John Adams Lucinda Childs Frank Gehry

AVAILABLE LIGHT

Archive 2016
Dance

Choreography, Lucinda Childs
Music, John Adams
Stage design, Frank Gehry
Lighting design, Beverly Emmons and John Torres
Costume design, Kasia Walicka Maimone
Sound design, Mark Grey
With The Lucinda Childs Dance Company : Katie Dorn, Kate Fisher, Sarah Hillmon, Anne Lewis, Vincent McCloskey, Sharon Milanese, Benny Olk, Patrick John O’ Neill, Matt Pardo, Lonnie Poupard Jr., Caitlin Scranton, Shakirah Stewart
Associate producers, Kaleb Kilkenny, Alisa E. Regas
Executive producer, Linda Brumbach

A Pomegranate Arts production // In association with Théâtre de la Ville-Paris ; Théâtre du Châtelet (Paris) ; Festival d’Automne à Paris // A Cal Performances, University of California (Berkeley) coproduction ; Festspielhaus St. Pölten ; FringeArts (Philadelphie) With support from The Pew Center for Arts and Heritage, Glorya Kaufman Presents Dance at the Music Center and The Los Angeles Philharmonic Association, International Summer Festival Kampnagel (Hamburg), Onassis Cultural Centre (Athens), Tanz im August (Berlin), Théâtre de la Ville-Paris, Festival d’Automne à Paris // In the framework of the Tandem Paris-New York 2016 // First performed at MASS MoCa (Massachusetts Museum of Contemporary Art)
In partnership with France Inter

What is the “available light” that the piece’s title evokes? Firstly, it is that of the disused warehouse where its was created in 1983, and the effect of the light flooding. But it might just as well be the manifesto for the work’s limpidity, in which all is visible from within a formal clarity that never goes beyond the scope of the moving bodies. An open form of dance ensues, making use of all the resources of movement in order to reach a harmonious state of fusion between the arts. Indeed, the transparency of the effects maps out the different elements involved. To begin with, the stage design of the architect Frank Gehry sets out to multiply the different levels on which the dance works.
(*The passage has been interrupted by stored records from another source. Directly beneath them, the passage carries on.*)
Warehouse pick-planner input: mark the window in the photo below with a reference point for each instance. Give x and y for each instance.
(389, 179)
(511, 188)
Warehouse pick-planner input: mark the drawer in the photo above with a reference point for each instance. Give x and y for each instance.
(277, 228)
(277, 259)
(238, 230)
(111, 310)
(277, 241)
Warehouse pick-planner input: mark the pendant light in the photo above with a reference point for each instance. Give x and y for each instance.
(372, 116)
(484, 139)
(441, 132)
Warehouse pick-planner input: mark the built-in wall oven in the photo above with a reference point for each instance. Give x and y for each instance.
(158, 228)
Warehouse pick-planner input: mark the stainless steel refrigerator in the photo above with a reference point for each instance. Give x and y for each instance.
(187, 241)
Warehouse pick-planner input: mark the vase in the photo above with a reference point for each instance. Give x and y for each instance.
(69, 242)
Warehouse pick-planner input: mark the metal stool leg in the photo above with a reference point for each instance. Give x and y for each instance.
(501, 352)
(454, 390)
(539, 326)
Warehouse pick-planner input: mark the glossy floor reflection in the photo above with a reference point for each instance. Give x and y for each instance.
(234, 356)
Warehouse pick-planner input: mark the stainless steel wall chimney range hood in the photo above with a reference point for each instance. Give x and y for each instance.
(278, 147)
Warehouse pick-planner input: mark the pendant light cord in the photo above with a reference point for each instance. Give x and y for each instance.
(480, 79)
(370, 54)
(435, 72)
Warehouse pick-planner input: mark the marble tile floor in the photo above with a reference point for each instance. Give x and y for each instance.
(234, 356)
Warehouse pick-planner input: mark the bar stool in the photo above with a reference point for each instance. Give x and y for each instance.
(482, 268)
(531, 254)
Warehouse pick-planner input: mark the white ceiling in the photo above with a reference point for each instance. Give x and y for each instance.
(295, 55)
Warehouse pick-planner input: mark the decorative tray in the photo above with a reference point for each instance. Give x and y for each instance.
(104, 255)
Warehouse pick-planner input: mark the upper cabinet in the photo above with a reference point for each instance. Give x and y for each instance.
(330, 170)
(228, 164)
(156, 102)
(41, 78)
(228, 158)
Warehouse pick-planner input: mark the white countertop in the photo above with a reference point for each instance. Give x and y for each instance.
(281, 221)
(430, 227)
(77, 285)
Through this materialization in the space of several readings for the piece, the rigour of the counterpoints is accentuated, creating the impression that the dancers interact in a quantum-like manner with each other, their movements subjected to invisible laws of physics. Added to that, the symphonic composition by John Adams, Light Over Water, is like an incessant, unerring sound-wave, which envelops the moving bodies and transmits its pulsations to them. From amongst the eleven dancers a beating presence establishes itself, a flow of voltes, gyrations and immobility, distributed across the twin levels of the stage. The audience is confronted with pure, gesticulatory forms - cogs in a superior, mathematical harmony. The silhouettes of the dancers activate a living machinery of sounds, lights, and volumes - like a modern cathedral.